An N-gram is a contiguous sequence of 'n' items from a given sample of text or speech. The items can be phonemes, syllables, letters, words, or base pairs, depending on the application. For instance, in the domain of text analysis, if 'n' is 1, we call it a unigram; if 'n' is 2, it is a bigram; if 'n' is 3, it is a trigram, and so on.
N-grams are used in various areas of computational linguistics and text analysis. They are a simple and effective method for text mining and natural language processing (NLP) tasks, such as text prediction, spelling correction, language modeling, and text classification.
For example, consider the sentence "The cow jumps over the moon". If N=2 (known as bigrams), then the n-grams would be: "the cow", "cow jumps", "jumps over", "over the", "the moon".
In the context of language modeling, an N-gram model predicts the occurrence of a word based on the occurrence of its N – 1 previous words. For instance, a bigram model (N = 2) predicts the occurrence of a word given only its previous word (as N – 1 = 1). Similarly, a trigram model (N = 3) predicts the occurrence of a word based on its previous two words (as N – 1 = 2).

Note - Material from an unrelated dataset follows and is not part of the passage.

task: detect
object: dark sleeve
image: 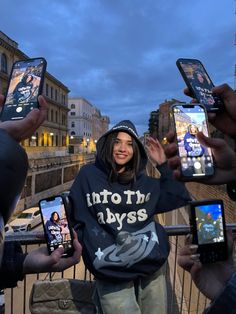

N-grams can be used to predict the next item in a sequence, making them useful for language models in speech recognition, typing prediction, and other generative tasks. They can also serve as features for algorithms that classify documents into categories, such as spam filters or sentiment analysis.
In Python, you can generate N-grams using the NLTK library or by defining a function that splits sentences into tokens and collects the N-grams.
How are n-grams used in sentiment analysis?
N-grams are used in sentiment analysis to capture the context of words and phrases, which is crucial for understanding the overall sentiment of a text. They can provide features that are insensitive to the ordering of words in a sentence, which is helpful for tasks such as sentiment analysis.
In sentiment analysis, N-grams are used to identify and analyze the sentiment of phrases, not just individual words. For example, the bigram "not bad" has a positive sentiment, contrary to what might be inferred if the words "not" and "bad" were analyzed separately.
N-grams can be used as features in machine learning models for sentiment analysis. For instance, a bag of words representation of a document can be created by counting the frequency of each N-gram. This approach can improve the performance of sentiment analysis models, as demonstrated in a case study where a model trained with N-grams ranging from unigrams to 5-grams achieved the best performance.
However, it's important to note that using N-grams can significantly increase the feature space, which might lead to more sparse input features and potentially hamper model performance. Therefore, the optimal range of N-grams to use may vary depending on the specific task and dataset, and it's often determined through experimentation.
In Python, you can perform sentiment analysis using N-grams with libraries such as NLTK. For example, you can use the ngrams
function from NLTK to generate N-grams, and then use a machine learning model, such as Naive Bayes, for sentiment classification.